With the Sin Tax reform measure, the government expects to collect P40 billion in additional revenues which will be used in the improvement hospitals and health facilities nationwide, providing more health services especially in the rural areas which are also expected to result in healthier Filipinos.
Health experts say that increase in prices of cigarettes and alcoholic drinks, which is the logical effect of higher taxes, would decrease number of smokers by 27 percent.
That would also translate to healthier Filipinos. “This is bigger than the revenue we will be earning from the tax. This is our biggest win,” said Dr. Antonio Dans of the UP College of Medicine, one of the active proponents of the Sin Tax Reform measure together with Dr. Tony Leachon, consultant of the Department of Health on Noncommunicable Diseases.
When the RH measure becomes a law, more and more Filipinos would be empowered to plan their families because there would be easier access to information, materials, and opportunities.
It goes without saying that a healthy and empowered people would be great asset in the economic development of the country.
With a 78 percent approval and 80 percent trust ratings (Pulse Asia nationwide survey Nov. 23 – 29, 2012), would be expected to be a major influence in the May 2013 elections. Members of Congress, many of whom are running in the May 2013 elections, would be courting trouble antagonizing Aquino.
Now that Aquino had shown his political clout in the Sin Tax reform and RH bills, would he do the same for the Freedom of Information Bill, the first versions of which were filed six congresses ago?

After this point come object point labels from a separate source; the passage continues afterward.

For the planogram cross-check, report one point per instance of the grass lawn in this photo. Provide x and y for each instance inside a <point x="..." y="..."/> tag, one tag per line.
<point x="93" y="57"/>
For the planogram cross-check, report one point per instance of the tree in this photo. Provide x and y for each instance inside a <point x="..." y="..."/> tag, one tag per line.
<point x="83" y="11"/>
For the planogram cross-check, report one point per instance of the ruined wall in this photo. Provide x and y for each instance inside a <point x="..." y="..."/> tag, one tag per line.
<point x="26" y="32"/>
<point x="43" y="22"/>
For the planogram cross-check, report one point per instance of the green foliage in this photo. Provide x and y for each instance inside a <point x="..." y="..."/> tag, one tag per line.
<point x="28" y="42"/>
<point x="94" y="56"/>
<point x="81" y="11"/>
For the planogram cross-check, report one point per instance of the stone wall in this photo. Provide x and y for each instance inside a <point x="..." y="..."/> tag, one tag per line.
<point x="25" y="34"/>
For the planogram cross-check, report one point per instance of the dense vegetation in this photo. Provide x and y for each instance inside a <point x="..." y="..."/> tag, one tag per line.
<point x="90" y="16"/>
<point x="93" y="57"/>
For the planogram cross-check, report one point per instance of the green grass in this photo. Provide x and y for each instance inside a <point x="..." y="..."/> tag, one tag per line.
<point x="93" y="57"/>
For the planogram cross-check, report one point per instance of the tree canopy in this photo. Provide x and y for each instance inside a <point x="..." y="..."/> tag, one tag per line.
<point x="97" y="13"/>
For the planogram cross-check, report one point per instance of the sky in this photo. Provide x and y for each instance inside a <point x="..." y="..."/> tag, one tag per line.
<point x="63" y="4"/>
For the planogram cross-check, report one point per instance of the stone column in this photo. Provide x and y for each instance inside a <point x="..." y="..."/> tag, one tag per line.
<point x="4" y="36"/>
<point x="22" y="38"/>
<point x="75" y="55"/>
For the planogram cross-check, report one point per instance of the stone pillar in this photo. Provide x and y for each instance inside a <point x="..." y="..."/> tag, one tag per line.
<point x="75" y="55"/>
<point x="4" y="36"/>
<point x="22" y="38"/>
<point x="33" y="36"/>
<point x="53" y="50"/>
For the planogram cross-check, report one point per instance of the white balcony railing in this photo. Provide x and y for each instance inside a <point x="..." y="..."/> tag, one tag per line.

In his sponsorship speech yesterday, Rep. Lorenzo “Erin” R. Tañada III, appealed to the House leadership to facilitate the enactment of the FOI bill into law.
“Before us is a measure that will institutionalize the substantive and procedural details necessary for the effective operationalization of the people’s right to information, enshrined side by side with the great fundamental guarantees to a free and democratic people in our Bill of Rights.

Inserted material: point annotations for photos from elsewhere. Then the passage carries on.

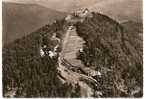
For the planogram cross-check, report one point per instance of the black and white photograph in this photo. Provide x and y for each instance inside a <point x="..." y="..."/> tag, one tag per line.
<point x="72" y="49"/>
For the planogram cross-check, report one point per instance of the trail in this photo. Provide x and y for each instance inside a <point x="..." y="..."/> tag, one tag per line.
<point x="68" y="63"/>
<point x="71" y="45"/>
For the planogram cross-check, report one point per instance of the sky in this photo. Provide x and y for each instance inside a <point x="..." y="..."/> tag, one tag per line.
<point x="110" y="7"/>
<point x="61" y="5"/>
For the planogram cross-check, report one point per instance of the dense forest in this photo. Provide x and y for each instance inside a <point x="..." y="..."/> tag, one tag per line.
<point x="109" y="45"/>
<point x="109" y="48"/>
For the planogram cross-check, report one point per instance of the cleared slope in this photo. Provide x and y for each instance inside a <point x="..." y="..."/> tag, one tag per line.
<point x="110" y="47"/>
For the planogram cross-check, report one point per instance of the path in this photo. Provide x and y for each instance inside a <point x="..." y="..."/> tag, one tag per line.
<point x="71" y="45"/>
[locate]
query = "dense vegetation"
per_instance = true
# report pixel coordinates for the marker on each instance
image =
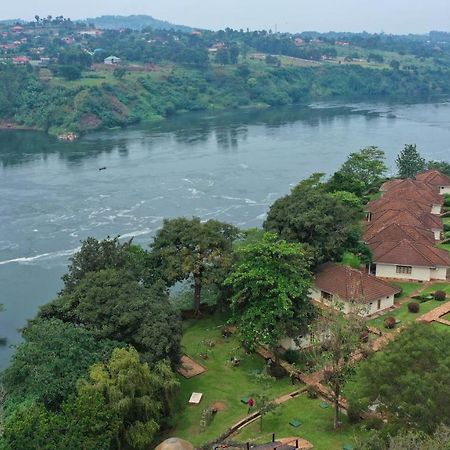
(62, 84)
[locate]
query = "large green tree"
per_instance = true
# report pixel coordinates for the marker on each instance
(120, 405)
(190, 249)
(409, 378)
(410, 162)
(270, 284)
(325, 223)
(361, 171)
(113, 305)
(338, 339)
(133, 392)
(51, 358)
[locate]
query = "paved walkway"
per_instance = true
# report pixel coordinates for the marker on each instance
(435, 313)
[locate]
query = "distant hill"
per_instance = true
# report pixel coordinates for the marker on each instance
(135, 22)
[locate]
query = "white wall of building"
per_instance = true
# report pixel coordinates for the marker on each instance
(390, 271)
(366, 310)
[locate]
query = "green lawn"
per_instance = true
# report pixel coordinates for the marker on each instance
(438, 287)
(403, 314)
(220, 383)
(316, 427)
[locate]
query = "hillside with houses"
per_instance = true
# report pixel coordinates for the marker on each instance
(327, 328)
(75, 77)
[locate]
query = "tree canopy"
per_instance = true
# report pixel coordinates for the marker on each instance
(361, 171)
(120, 405)
(51, 358)
(270, 284)
(410, 378)
(325, 223)
(190, 249)
(410, 162)
(112, 305)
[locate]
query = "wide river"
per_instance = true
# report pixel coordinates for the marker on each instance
(229, 166)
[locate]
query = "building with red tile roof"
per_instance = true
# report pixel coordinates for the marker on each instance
(408, 259)
(439, 181)
(335, 283)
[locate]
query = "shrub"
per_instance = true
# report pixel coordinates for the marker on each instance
(440, 296)
(374, 423)
(389, 322)
(413, 307)
(291, 356)
(311, 392)
(354, 412)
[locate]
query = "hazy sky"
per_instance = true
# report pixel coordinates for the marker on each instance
(391, 16)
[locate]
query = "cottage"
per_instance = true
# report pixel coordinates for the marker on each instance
(337, 283)
(391, 232)
(409, 260)
(436, 179)
(405, 217)
(112, 60)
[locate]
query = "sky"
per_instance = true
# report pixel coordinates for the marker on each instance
(389, 16)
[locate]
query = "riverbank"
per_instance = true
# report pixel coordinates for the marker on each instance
(80, 106)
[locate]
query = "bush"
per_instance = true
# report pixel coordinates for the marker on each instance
(374, 423)
(354, 412)
(291, 356)
(311, 392)
(389, 322)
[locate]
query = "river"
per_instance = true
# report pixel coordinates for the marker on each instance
(228, 166)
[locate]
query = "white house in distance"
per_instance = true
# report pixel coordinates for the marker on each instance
(434, 178)
(409, 260)
(112, 60)
(335, 283)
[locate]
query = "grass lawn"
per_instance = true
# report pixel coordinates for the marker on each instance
(407, 287)
(403, 314)
(316, 427)
(220, 383)
(438, 287)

“Iisa po ang buod ng panukalang batas na ito. Karapatan ng ating mamamayan na malaman kung paano ginagampanan ng pamahalaan at ng mga pinuno at kawani nito ang kapangyarihang ipinagkatiwala sa kanya ng taong-bayan, at kung paano nito pinangangalagaan ang kaban ng bayan na nagmula sa pawis at pagod ng mamamayan.
“Totoo po, sinasabi sa mga desisyon ng Kataas-taasang Hukuman na ang karapatan sa impormasyon na ginagaratiyahan sa ika-pitong seksyon ng Article 3 ng ating Saligang Batas ay maaaring hingin ng mamayan kahit walang kalakip na batas ng Kongreso na magpapatupad nito. Subalit sa pang-araw araw na karanasan ng mamamayan, hindi ito sapat upang masiguro ang pagtupad nito. Hanggang saan ang saklaw ng mga impormasyong kailangang ibigay? Ano ang alituntunin sa paghingi at pagbibigay ng impormasyon? Kung ang karapatan sa impormasyon ay nilabag, ano ang kaukulang regulasyon at remedyo ng mamayan?”
Tanada said the FOI bill addresses these concerns.
He traced the history of the FOI bill: “This measure is twenty years in the making. The first FOI bills were filed as far back as the 9th Congress in 1992. While it took the FOI bill practically a generation to reach legislative maturation, those years have been a fruitful process of balancing competing norms in FOI.”
He said it is the passage of the bill would not only be “in recognition of the already very long legislative history of painstaking balancing of interests to reach the present broad consensus on its provisions, but also in keeping with our own commitment to contribute to the lasting reform of our governance institutions.”